Nessuno può prevedere come andrà a finire. Di certo, se Monti va avanti fino al 2013 può essere che non ci saranno più il centrodestra e il centrosinistra. Ma lo scenario dipenderà anche da «quel che faremo noi». «Non mettiamoci a discutere di cosa faremo alle prossime elezioni e a commentare quel che fanno gli altri». Un partito comunista serve «se dà forza» e sa indicare «un'alternativa», non se comunica «impotenza». Si arriva così al programma: un polo finanziario pubblico, «la cassa depositi e prestiti non deve essere utilizzata per le speculazioni»; una patrimoniale da venti miliardi per finanziare un salario sociale; un tetto alle pensioni di cinquemila euro; la riduzione delle spese militari e l'avvio di opere per mettere in sicurezza l'assetto idrogeologico del paese.

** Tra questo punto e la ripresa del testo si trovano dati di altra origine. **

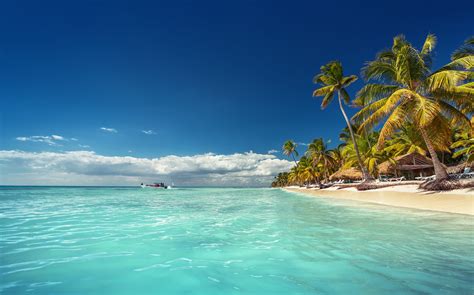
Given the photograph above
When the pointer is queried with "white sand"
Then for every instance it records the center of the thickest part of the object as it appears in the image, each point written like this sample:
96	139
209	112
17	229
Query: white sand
408	196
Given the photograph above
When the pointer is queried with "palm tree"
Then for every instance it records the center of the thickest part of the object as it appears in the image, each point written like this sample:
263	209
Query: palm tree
464	146
320	154
289	149
371	156
410	92
409	140
333	82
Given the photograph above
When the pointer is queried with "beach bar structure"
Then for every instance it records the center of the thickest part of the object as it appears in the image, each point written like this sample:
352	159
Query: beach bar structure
410	166
347	174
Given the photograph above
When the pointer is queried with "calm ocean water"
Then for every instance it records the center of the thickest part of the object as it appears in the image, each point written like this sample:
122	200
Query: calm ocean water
225	241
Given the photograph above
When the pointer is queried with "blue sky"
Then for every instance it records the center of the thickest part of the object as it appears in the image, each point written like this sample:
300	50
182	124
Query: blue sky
204	76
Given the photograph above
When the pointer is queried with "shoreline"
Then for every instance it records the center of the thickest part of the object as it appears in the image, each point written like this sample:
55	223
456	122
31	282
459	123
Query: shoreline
406	196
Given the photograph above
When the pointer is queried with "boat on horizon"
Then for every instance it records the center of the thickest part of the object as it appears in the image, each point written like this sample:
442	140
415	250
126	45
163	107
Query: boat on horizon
158	185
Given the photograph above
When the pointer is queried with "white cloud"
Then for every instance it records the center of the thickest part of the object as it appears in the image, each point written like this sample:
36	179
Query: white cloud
87	167
149	132
106	129
51	140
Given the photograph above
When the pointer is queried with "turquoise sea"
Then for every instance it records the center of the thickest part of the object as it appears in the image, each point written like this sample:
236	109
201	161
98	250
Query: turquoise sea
62	240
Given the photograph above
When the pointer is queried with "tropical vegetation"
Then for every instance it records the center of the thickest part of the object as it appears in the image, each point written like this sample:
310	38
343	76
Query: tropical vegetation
406	106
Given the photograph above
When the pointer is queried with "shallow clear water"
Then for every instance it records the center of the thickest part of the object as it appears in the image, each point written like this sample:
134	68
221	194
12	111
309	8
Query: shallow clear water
225	241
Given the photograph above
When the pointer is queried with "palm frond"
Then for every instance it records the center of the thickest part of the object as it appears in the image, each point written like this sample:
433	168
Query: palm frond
372	92
323	90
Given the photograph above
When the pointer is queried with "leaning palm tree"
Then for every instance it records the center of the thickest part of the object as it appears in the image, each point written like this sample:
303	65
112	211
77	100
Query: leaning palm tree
333	82
289	149
464	146
409	140
409	91
319	154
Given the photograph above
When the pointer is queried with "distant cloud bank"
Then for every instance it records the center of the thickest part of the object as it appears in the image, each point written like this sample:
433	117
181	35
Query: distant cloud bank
48	139
89	168
107	129
149	132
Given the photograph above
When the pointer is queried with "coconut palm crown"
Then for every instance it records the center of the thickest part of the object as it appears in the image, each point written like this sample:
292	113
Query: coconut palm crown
410	92
332	82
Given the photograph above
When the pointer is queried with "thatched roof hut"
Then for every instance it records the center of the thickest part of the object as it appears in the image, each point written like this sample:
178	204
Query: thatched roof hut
410	164
350	174
459	168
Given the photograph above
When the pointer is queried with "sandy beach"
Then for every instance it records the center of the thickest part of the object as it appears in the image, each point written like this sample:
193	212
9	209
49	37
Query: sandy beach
409	196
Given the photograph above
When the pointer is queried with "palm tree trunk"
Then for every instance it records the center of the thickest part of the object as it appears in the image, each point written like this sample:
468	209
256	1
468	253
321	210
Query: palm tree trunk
293	156
365	174
440	171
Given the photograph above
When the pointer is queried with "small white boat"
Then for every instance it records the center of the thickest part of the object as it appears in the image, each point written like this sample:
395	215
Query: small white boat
155	185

Infine, l'unità della sinistra, un lavoro da svolgere su più fronti. Su quello sociale, con la «costituente dei beni comuni e del lavoro». «Non esistono contenitori politici che siano in grado di risolvere di per sé il problema dell'aggregazione. Anche se mettessimo assieme tutti i partiti, questo non sarebbe risolutivo, c'è tanta gente che non fa politica nei partiti, ma nei territori, nel volontariato, nelle associazioni, nei comitati». E poi la Fds, che «va migliorata e fatta funzionare meglio». Un messaggio anche a Sel. «A Vendola dico: è cambiata la fase, fino a qualche mese aveva un senso ragionare sulle primarie, ma oggi non sappiamo neppure se da qui a breve ci sarà ancora l'euro, figuriamoci le primarie. Non ha più senso». Non è più «il tempo per continuare ognuno a stare a casa sua». Bisogna costruire una sinistra che faccia «massa critica per incidere, radicata e capace di inglobare intelligenze».